Polar varieties are central objects in algebraic geometry. Every subvariety in a projective space has an associated list of polar varieties, encoding its tangential properties. Their degrees determine codimension and degree of the dual variety. Moreover, under mild generality assumptions, the polar degrees sum up to the Euclidean distance degree. This quantity is the algebraic degree of the distance of the given variety to a generic point in projective space. It plays an important role in the context of variety learning and algebraic sampling. Recently it has been shown that the polar degrees of a projective variety coincide with the degrees of its coisotropic hypersurfaces. These hypersurfaces live inside Grassmannians and appear naturally in computer vision.
Many of the above objects have been generalized to higher order analogues. Our goal is to extend this generalization to polar geometry to capture higher tangency properties of projective varieties. Projective duality has been expanded to higher order duality by allowing higher order contact, called osculation. Coisotropic hypersurfaces have been generalized to coisotropic varieties, which have arbitrary codimension in their ambient Grassmannian.
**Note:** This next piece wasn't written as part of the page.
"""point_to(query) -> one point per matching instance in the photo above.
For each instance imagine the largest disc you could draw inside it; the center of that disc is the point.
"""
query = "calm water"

We will introduce a new notion of higher order polar varieties to create the missing link between higher order duality and coisotropic varieties. We will also study higher order Euclidean distance degrees, describe our new concepts especially for toric varieties, and analyze their tropicalizations.
This project is foundational research within algebraic geometry with a view towards computations and applications in computer vision and algebraic sampling. In addition to algebro-geometric methods (such as intersection theory or the study of resultants and discriminants) it requires techniques from a variety of other disciplines, such as combinatorics, convex geometry, statistics, computer vision, tropical geometry, and both symbolic and numerical computations.